‘Slumdog’ Charms, Dazzles, Lives Up to Hype
“Slumdog Million- aire” is this year’s little-film-thatcould, but there’s actually nothing little about it – aside from the kids who make it shine. It’s big and bold, lush and hectic for the eye and ear; it has a cast of thousands and a story that’s worth the hype. This movie, which once wasn’t even expected to make it to most theaters, made it to the history books this week when it won eight Academy Awards, including Best Picture.
In India, where the film is set, its distinctly un-Bollywood depictions of urban poverty have drawn criticism. However, the plot itself is clever, slick and even fun. As it opens, we learn that young Jamal Malik (Dev Patel), who works serving tea in a call center, is nearing an improbable victory on India’s version of the quiz show “Who Wants to Be a Millionaire?” The host believes the uneducated “slumdog” has cheated, and submits Jamal to a cruel interrogation. But as he is given the third degree, we find that each question he was asked on the show connects to a memory from his short and brutal life. Along with his captors, we see his life story unfold.

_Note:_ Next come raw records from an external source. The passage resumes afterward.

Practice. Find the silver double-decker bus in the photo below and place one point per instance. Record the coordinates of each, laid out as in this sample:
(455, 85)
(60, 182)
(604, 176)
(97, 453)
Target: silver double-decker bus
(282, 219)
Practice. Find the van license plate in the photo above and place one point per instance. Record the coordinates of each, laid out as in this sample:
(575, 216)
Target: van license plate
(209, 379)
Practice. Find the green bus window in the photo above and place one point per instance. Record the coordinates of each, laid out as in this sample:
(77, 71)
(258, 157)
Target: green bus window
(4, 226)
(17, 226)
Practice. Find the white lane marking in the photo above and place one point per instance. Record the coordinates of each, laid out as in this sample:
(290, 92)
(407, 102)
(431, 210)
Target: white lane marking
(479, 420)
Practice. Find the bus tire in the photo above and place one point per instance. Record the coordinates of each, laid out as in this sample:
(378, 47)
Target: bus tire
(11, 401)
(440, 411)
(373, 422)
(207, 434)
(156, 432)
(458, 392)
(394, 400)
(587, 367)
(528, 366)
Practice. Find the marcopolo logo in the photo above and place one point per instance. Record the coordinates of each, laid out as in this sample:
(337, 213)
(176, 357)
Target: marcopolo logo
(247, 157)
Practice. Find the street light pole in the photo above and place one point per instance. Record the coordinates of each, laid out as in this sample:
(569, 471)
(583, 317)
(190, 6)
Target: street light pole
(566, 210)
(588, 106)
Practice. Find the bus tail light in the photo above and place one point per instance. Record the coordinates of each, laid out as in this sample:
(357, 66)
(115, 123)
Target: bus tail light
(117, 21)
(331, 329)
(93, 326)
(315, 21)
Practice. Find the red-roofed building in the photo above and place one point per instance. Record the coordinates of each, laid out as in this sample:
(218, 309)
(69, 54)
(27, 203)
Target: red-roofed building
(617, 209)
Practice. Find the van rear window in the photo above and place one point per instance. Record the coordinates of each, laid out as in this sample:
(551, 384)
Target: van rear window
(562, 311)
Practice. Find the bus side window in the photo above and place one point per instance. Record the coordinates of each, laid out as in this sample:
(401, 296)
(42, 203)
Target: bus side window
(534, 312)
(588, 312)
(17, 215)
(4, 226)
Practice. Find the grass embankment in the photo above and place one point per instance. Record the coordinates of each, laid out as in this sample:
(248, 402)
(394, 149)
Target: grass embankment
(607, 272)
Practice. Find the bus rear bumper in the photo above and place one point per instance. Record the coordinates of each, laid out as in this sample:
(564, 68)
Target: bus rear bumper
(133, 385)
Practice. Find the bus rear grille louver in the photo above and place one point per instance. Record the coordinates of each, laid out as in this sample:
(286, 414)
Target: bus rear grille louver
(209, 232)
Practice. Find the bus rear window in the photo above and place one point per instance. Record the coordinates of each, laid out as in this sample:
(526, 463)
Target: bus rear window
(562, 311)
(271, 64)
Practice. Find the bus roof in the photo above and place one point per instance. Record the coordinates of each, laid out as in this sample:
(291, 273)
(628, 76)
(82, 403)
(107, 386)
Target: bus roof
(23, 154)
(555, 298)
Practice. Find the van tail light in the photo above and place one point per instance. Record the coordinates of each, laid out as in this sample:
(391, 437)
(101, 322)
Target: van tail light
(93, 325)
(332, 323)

I know far too little about India to judge whether this film captures the country well, but Jamal seems a kind of everyman, and his story an epic.
He goes from slum to dump to orphanage, rides the tops of trains through scenery barren and beautiful, and lives several lives in the time it takes most of us to grow up.
The film emphasizes that the India romantics may imagine is only a small part of the country’s reality.
When Jamal and his brother come across the Taj Mahal, where the movie’s funniest scenes unfold, they think it must be a fancy hotel. And when Jamal is beaten after one unfortunate escapade, he tells the U.S. tourists who’d hired his services, “You wanted to see the real India? Here it is!”
The film as a whole, under the leadership of British director Danny Boyle, makes that statement throughout.
It’s strange to leave such a movie with a warm heart and dancing feet, but that incongruous combination of sadness and joy is what makes “Slumdog” unique. Patel, along with leading lady Latika (the gorgeous Freida Pinto) and supporting characters, give solid performances, and the children of various ages who play Jamal, his brother and Latika as they grow up play their parts with unaffected honesty. The soundtrack is vibrant, and the plot clicks forward with the pace of a thriller.
All in all, it’s so delightful that we can forgive the writers for calling it a day five minutes before the end – the last few lines are as cheesy as can be. But who cares? “Slumdog” transports us out of our skins, into a world most of us have never seen. It is pure movie magic. Thank goodness the film, like its hero, made an improbable leap to fame and fortune.